Another difference is that in the theory of games there is an obvious single criterion: a move is good if it leads to an increase in the expectation of financial gain, and bad otherwise. Heims makes much of this single motive of greed. He does not seem to note that the theory applies equally directly to a situation in which other factors of merit apply, as long as one can define clearly the relative importance to be attached to each. There is a problem when there is no such clear principle to resolve the conflict between, say, moral and economic requirements. The same problem arises in Wiener’s approach. A control mechanism can take account of diverse desiderata, but only if a decision is made about the weight to be given to each.


The lives of these two mathematicians, like those of many others, were profoundly affected by the Second World War, which Heims refers to as the “Watershed.” He is fond of citing negative statements, about things which did not happen, with an air of surprise. Thus he records that von Neumann’s and Wiener’s attitudes toward formal logic, probabilities, time and process, limits and errors, did not undergo any abrupt changes. What did change were their activities. Von Neumann, in particular, became involved as a consultant in many military research projects including the US Army Manhattan District—the atom bomb project. He became a frequent visitor to Los Alamos, where the weapon design work was carried out, and his help with the many intricate mathematical problems arising from it soon became invaluable. He was more than a mathematical trouble-shooter; with his clear mind and quick perception of issues he became increasingly useful on committees and in general administrative problems.
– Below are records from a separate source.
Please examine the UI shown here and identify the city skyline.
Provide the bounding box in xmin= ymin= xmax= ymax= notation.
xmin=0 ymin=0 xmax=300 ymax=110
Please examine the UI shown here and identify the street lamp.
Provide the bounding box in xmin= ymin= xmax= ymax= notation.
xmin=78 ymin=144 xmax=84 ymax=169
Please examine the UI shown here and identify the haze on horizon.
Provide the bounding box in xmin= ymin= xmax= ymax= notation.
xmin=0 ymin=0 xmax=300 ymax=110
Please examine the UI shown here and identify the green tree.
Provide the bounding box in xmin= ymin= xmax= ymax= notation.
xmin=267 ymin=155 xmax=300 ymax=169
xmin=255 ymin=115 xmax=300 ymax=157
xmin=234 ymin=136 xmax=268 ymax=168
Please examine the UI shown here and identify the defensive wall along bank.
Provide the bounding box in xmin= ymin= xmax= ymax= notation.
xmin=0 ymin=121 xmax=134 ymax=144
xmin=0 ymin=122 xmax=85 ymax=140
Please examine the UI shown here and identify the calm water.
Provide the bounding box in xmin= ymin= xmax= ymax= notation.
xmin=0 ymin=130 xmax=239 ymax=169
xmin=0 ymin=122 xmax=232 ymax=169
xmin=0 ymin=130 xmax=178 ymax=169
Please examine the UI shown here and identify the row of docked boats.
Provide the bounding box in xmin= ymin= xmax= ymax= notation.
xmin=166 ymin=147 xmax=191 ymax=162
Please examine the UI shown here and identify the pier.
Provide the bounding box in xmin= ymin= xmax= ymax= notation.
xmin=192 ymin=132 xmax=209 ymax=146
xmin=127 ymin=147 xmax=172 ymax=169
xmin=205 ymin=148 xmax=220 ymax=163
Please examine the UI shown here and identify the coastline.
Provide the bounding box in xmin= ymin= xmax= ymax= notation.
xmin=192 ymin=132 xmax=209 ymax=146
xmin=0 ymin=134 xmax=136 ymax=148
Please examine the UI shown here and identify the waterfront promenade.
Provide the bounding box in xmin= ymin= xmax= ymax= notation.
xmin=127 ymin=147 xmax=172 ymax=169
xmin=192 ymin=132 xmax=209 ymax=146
As a result he remained a trusted adviser to many government and private organizations after the war. This included serving on committes of the AEC and later on the commission itself. He had been interested in the early ideas about the hydrogen bomb, pressed by Edward Teller at Los Alamos, and he later favored the speedy completion of the hydrogen bomb program, and participated in its theoretical work. Regarding the political implications of all this, he was a hawk, favoring increases in the development of modern weapons, opposing disarmament, and regarding the Soviet Union as unavoidably the enemy of the United States. He is quoted as advocating preventive nuclear war against the Soviet Union, and while this is hearsay (“a number of…friends and associates”) it is believable.

At Los Alamos he had become interested in the use of mechanical punchcard machines as aids to computing, and soon he was involved in the design of electronic computers, making important contributions to their development. High-speed computing was necessary for the work on the hydrogen bomb, but I do not believe Heims is right in seeing this as the major motivation for von Neumann’s work on computers. He would have been fascinated by the challenge of the computing problem in any case.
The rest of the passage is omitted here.